Langkah ini diambil menyusul kabar kesepakatan kontrak Di Giannantonio dengan pabrikan KTM untuk musim kompetisi mendatang, seperti dilansir dari Otorider.
Rossi memantau langsung performa timnya di tepi trek Catalunya saat Di Giannantonio dan Franco Morbidelli masing-masing menempati posisi keenam dan ke-15 dalam sesi latihan bebas.
Meskipun tim VR46 dipastikan kedatangan Fermin Aldeguer tahun depan, Rossi fokus pada situasi Di Giannantonio yang menjadi salah satu pembalap terbaik Ducati saat ini.
"Pertama-tama, kami semua sangat senang dengan pekerjaan yang telah kami lakukan sejauh ini bersama Diggia," kata Valentino Rossi kepada Sky.

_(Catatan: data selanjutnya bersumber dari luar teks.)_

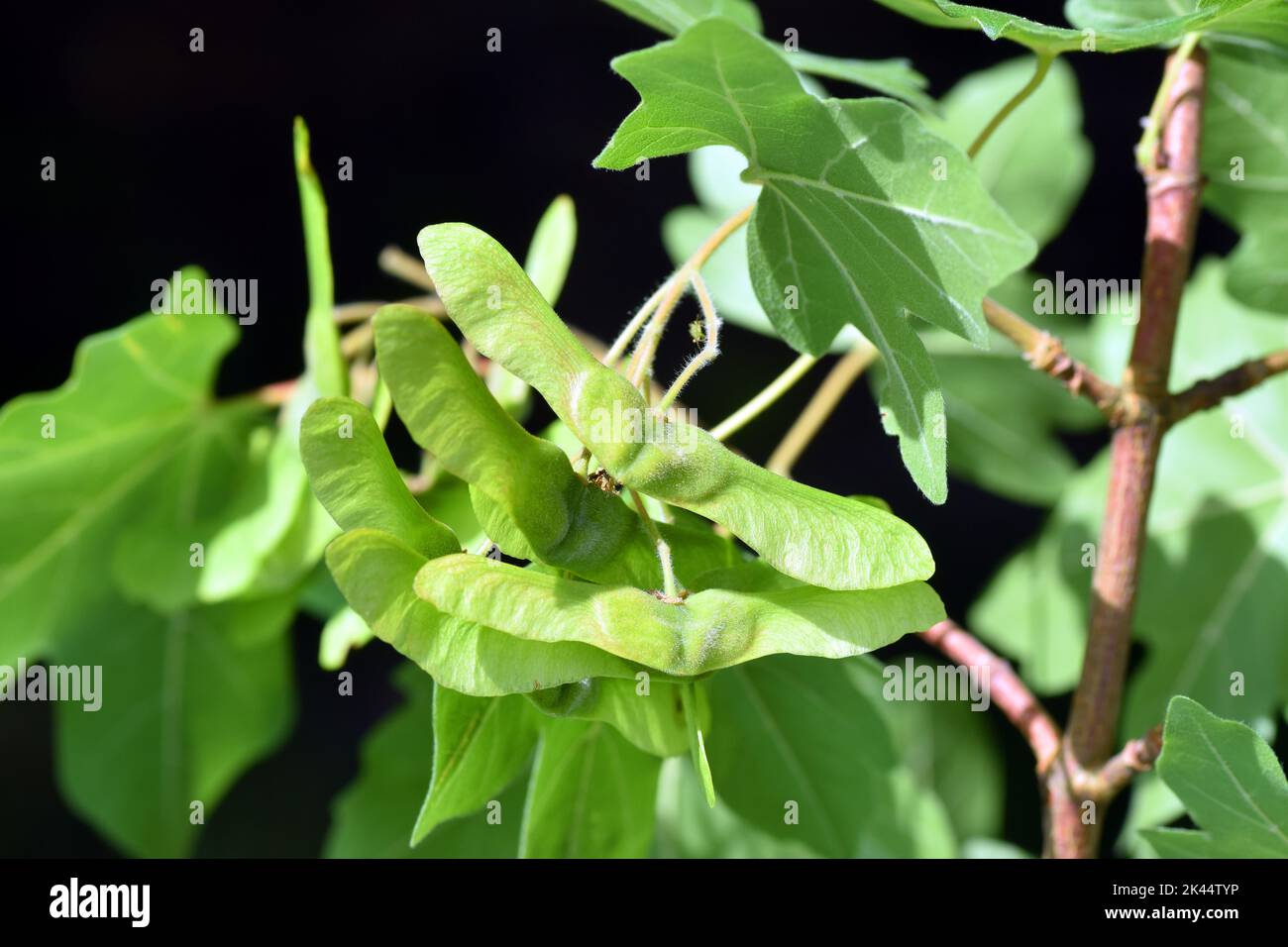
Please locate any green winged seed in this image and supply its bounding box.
[417,223,935,590]
[415,556,944,677]
[528,676,711,756]
[300,398,461,559]
[326,530,639,697]
[375,305,661,587]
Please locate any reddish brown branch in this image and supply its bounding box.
[921,621,1060,773]
[984,297,1126,424]
[1167,349,1288,424]
[1048,51,1206,857]
[1074,725,1163,801]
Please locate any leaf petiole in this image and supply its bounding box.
[709,355,818,441]
[765,339,877,476]
[966,52,1057,158]
[1136,34,1199,174]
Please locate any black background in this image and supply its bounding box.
[0,0,1233,856]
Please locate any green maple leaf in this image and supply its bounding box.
[595,20,1034,502]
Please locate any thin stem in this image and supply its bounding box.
[653,269,720,414]
[626,204,756,388]
[680,681,716,809]
[1136,34,1199,175]
[709,356,818,441]
[331,296,447,326]
[1167,349,1288,424]
[765,339,877,476]
[984,296,1127,423]
[377,246,434,292]
[921,621,1060,773]
[602,274,675,368]
[1073,725,1163,800]
[630,489,680,599]
[966,53,1056,158]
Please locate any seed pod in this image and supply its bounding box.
[417,223,934,590]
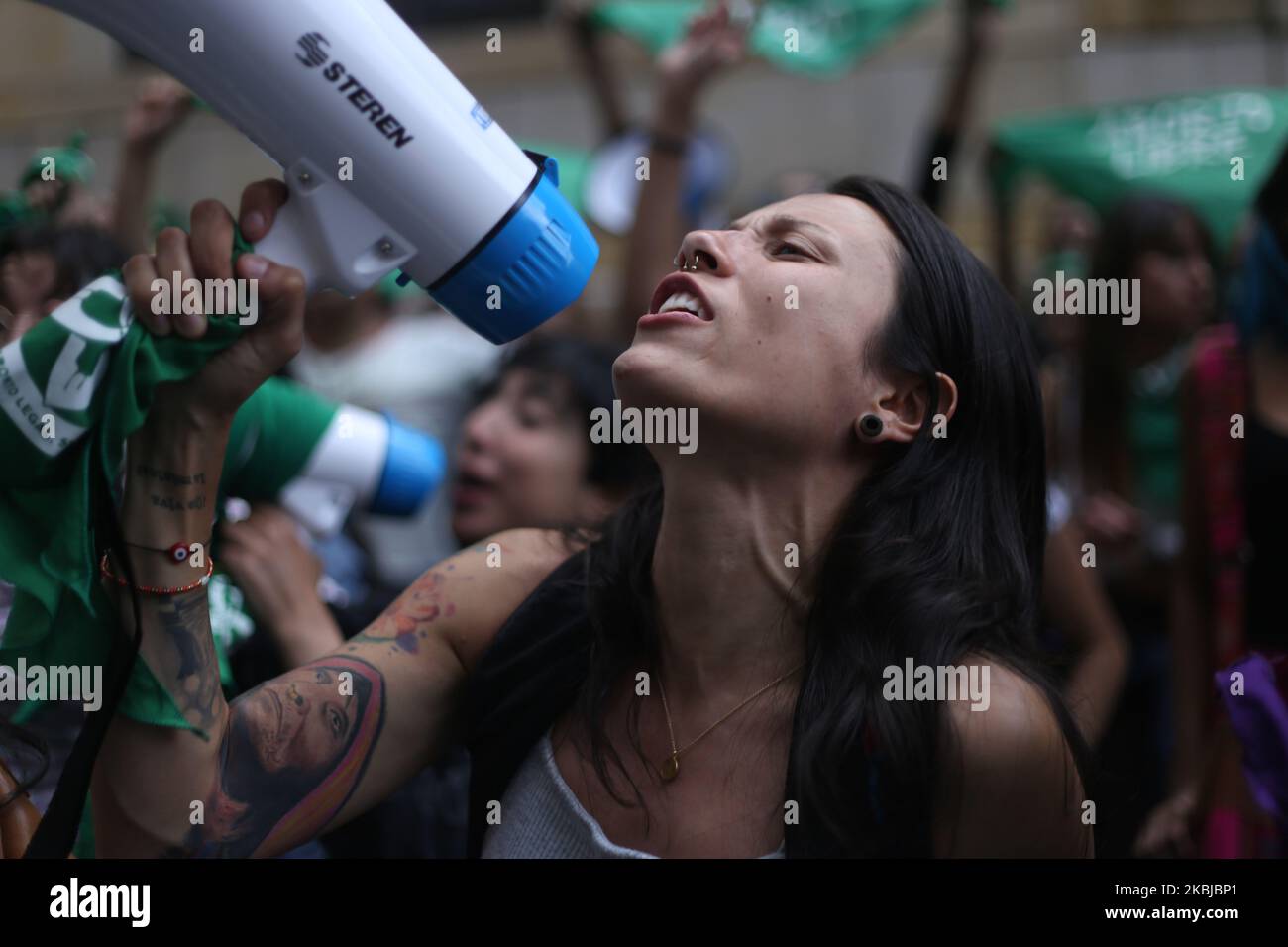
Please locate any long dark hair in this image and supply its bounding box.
[577,176,1086,856]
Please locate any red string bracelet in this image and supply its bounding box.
[98,553,215,595]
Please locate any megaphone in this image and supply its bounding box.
[220,377,447,539]
[38,0,599,343]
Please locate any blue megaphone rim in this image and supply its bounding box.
[398,149,559,295]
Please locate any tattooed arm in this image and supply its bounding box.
[94,517,571,857]
[93,181,571,857]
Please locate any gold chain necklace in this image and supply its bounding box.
[657,661,805,783]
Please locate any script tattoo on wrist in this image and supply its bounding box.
[134,464,206,487]
[161,655,385,858]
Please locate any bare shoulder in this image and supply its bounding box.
[935,655,1095,858]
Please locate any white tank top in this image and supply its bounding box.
[482,730,786,858]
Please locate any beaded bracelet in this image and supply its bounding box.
[125,543,209,562]
[98,553,215,595]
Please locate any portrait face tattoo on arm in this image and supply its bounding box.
[171,655,385,858]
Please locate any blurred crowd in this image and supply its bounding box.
[0,1,1288,857]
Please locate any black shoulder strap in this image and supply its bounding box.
[465,553,591,858]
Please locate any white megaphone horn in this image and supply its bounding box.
[38,0,599,343]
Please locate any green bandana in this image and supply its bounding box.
[0,245,338,727]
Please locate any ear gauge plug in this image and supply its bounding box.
[859,415,885,438]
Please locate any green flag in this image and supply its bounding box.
[991,89,1288,246]
[592,0,943,76]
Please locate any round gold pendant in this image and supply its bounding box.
[662,755,680,783]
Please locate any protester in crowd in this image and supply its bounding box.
[1136,146,1288,858]
[95,154,1090,856]
[0,224,125,346]
[1077,196,1216,854]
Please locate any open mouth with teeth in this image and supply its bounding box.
[648,273,716,322]
[657,292,711,322]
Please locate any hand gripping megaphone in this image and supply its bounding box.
[38,0,599,343]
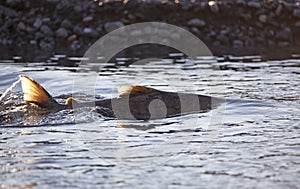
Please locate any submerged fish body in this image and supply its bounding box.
[0,75,224,124]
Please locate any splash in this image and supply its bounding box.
[0,79,21,102]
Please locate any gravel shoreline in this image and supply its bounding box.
[0,0,300,61]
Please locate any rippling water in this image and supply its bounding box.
[0,57,300,188]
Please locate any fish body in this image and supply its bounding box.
[16,75,224,120]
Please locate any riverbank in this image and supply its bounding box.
[0,0,300,61]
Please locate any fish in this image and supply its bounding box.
[19,75,224,120]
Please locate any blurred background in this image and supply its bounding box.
[0,0,300,61]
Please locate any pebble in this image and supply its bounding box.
[258,14,267,23]
[0,5,18,18]
[275,4,283,16]
[276,28,291,41]
[187,18,206,28]
[210,1,219,14]
[60,19,73,29]
[104,21,124,32]
[233,40,244,48]
[40,25,53,36]
[293,9,300,18]
[33,18,43,29]
[55,28,69,38]
[248,1,261,9]
[17,22,26,31]
[67,34,77,42]
[82,16,94,22]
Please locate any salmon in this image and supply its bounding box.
[20,75,224,120]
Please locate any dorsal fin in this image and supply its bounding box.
[118,86,158,97]
[20,75,52,104]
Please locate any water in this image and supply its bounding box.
[0,57,300,188]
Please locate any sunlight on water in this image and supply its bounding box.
[0,79,21,102]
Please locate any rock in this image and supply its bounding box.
[0,5,18,18]
[190,27,201,36]
[233,40,244,48]
[67,34,77,42]
[55,28,69,38]
[82,16,94,22]
[33,18,43,29]
[282,1,294,11]
[83,28,93,34]
[210,1,219,14]
[258,14,267,23]
[276,28,291,41]
[39,37,55,50]
[293,9,300,18]
[42,17,51,23]
[73,25,83,35]
[216,34,229,45]
[104,21,124,32]
[40,25,53,36]
[278,41,290,47]
[6,0,21,7]
[275,4,283,16]
[70,40,80,51]
[187,18,206,28]
[247,1,261,9]
[17,22,26,31]
[245,38,255,48]
[60,19,73,29]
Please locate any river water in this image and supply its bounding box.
[0,57,300,189]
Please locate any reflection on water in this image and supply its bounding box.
[0,57,300,188]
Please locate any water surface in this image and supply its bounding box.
[0,57,300,188]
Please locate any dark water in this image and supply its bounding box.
[0,57,300,188]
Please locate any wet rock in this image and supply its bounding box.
[258,14,267,23]
[82,16,94,22]
[282,1,294,11]
[42,18,51,23]
[216,33,229,45]
[6,0,21,7]
[275,4,283,16]
[73,5,82,13]
[233,40,244,48]
[187,18,206,28]
[293,9,300,18]
[67,34,77,42]
[60,19,72,29]
[247,1,261,9]
[55,28,69,38]
[236,0,246,5]
[241,13,252,21]
[0,5,18,18]
[104,21,124,32]
[39,37,55,50]
[40,25,53,36]
[245,38,255,48]
[33,18,43,29]
[17,22,26,31]
[210,1,219,14]
[278,41,290,47]
[276,28,291,41]
[70,40,80,51]
[73,25,83,35]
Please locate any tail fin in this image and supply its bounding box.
[20,75,59,108]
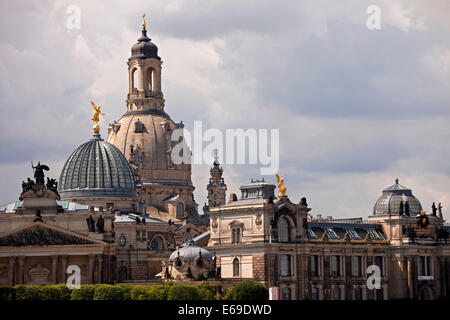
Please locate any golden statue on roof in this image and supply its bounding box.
[142,12,147,29]
[91,101,105,131]
[276,173,287,198]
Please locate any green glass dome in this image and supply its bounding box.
[58,133,137,200]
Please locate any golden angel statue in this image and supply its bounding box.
[142,12,147,29]
[91,101,105,131]
[276,173,287,197]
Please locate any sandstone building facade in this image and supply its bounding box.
[207,180,450,300]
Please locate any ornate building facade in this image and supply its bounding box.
[107,25,209,241]
[207,180,450,300]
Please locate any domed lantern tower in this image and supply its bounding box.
[107,15,207,224]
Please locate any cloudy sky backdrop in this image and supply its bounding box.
[0,0,450,218]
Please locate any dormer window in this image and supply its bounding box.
[230,220,244,243]
[231,228,242,243]
[278,217,290,242]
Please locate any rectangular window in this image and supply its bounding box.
[331,256,341,277]
[333,287,341,300]
[231,228,241,243]
[375,256,384,275]
[352,256,361,277]
[280,254,291,276]
[311,287,319,300]
[417,257,425,276]
[311,256,319,277]
[425,257,433,276]
[375,288,384,300]
[355,288,362,300]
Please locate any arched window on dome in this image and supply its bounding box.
[176,202,184,219]
[278,217,290,242]
[149,68,155,91]
[150,236,164,251]
[130,68,137,92]
[233,258,240,277]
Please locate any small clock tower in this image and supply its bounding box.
[206,150,227,208]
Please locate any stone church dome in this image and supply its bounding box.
[169,240,213,261]
[58,133,137,200]
[130,29,161,60]
[373,179,422,216]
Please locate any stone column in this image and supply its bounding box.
[61,255,69,283]
[17,256,25,284]
[52,255,58,284]
[339,284,346,300]
[135,66,145,91]
[357,286,368,300]
[383,284,389,300]
[97,254,103,283]
[406,257,414,300]
[318,252,325,280]
[8,256,16,286]
[88,254,95,284]
[317,284,324,300]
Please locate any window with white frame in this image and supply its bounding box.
[231,228,241,243]
[354,287,362,300]
[278,217,290,242]
[331,256,341,277]
[332,287,341,300]
[417,256,431,276]
[311,255,319,277]
[233,258,240,277]
[280,254,291,276]
[352,256,361,277]
[176,202,184,219]
[311,287,319,300]
[375,256,384,275]
[281,288,291,300]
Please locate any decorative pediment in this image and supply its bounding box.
[0,222,103,247]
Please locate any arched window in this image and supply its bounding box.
[119,266,128,281]
[278,217,290,242]
[150,236,164,251]
[233,258,239,277]
[177,202,184,219]
[146,68,154,91]
[281,288,291,300]
[130,68,137,92]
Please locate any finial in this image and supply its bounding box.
[276,173,287,198]
[142,12,147,29]
[91,101,105,133]
[212,148,219,163]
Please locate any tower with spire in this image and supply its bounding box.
[206,149,227,208]
[107,14,209,228]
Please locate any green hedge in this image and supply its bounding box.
[94,284,123,300]
[197,281,216,300]
[0,280,246,300]
[14,285,42,300]
[70,284,95,300]
[0,286,16,300]
[231,279,269,300]
[167,283,201,300]
[40,284,71,300]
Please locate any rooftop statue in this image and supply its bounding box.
[91,101,105,131]
[276,173,287,197]
[31,161,50,185]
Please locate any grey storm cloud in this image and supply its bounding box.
[0,0,450,216]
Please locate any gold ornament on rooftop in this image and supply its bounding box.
[91,101,105,132]
[276,173,287,198]
[142,12,147,29]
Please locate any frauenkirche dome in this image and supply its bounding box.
[58,133,137,200]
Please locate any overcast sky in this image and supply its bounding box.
[0,0,450,218]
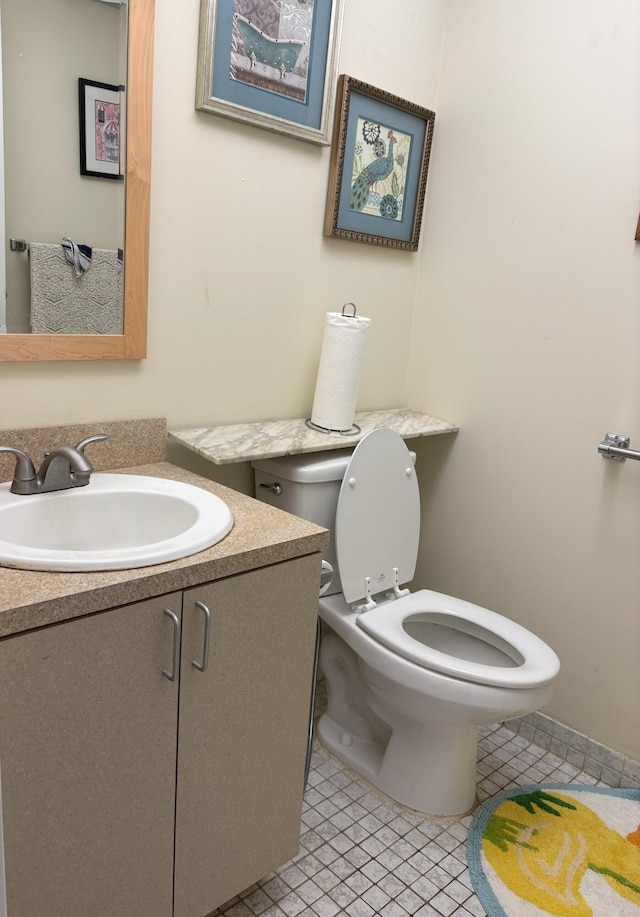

Legenda balap MotoGP tersebut menjelaskan bahwa kerja sama yang dibangun sejak fase sulit Di Giannantonio telah membuahkan hasil positif bagi perkembangan tim.
"Saat kami memulai bersama, Diggia sudah berada di penghujung kariernya, dan tahun demi tahun kami berhasil tumbuh bersama, dan sekarang dia benar-benar dalam kondisi prima. Ini merupakan kepuasan besar bagi kami," ungkap Valentino Rossi.
Manajemen tim menyadari potensi kepindahan pembalap utama mereka ke tim kompetitor pada musim depan.
"Ada risiko dia mungkin akan pergi, jadi kami kecewa, tetapi kami tetap senang dengan posisi kami saat ini," lanjut Valentino Rossi.
Kriteria pembalap pengganti kini diarahkan kepada talenta lokal guna mempertahankan identitas tim yang sejak awal dibangun bersama para rider Italia.
"Kami ingin mempertahankan setidaknya satu pembalap Italia untuk tahun depan karena tim kami selalu berkembang dengan pembalap Italia. Jadi ada beberapa opsi, beberapa hal yang perlu dipertimbangkan. Belum ada yang resmi, kita lihat saja nanti," ungkap Valentino Rossi.
Beberapa nama pembalap Italia kini muncul sebagai kandidat potensial, termasuk Luca Marini yang dikabarkan akan berpisah dengan Honda.
Opsi lain yang dipertimbangkan adalah pemimpin klasemen WorldSBK Ducati Nicolo Bulega serta pembalap VR46 Academy Moto2 Celestino Vietti yang sebelumnya telah menguji motor Ducati VR46 di Valencia.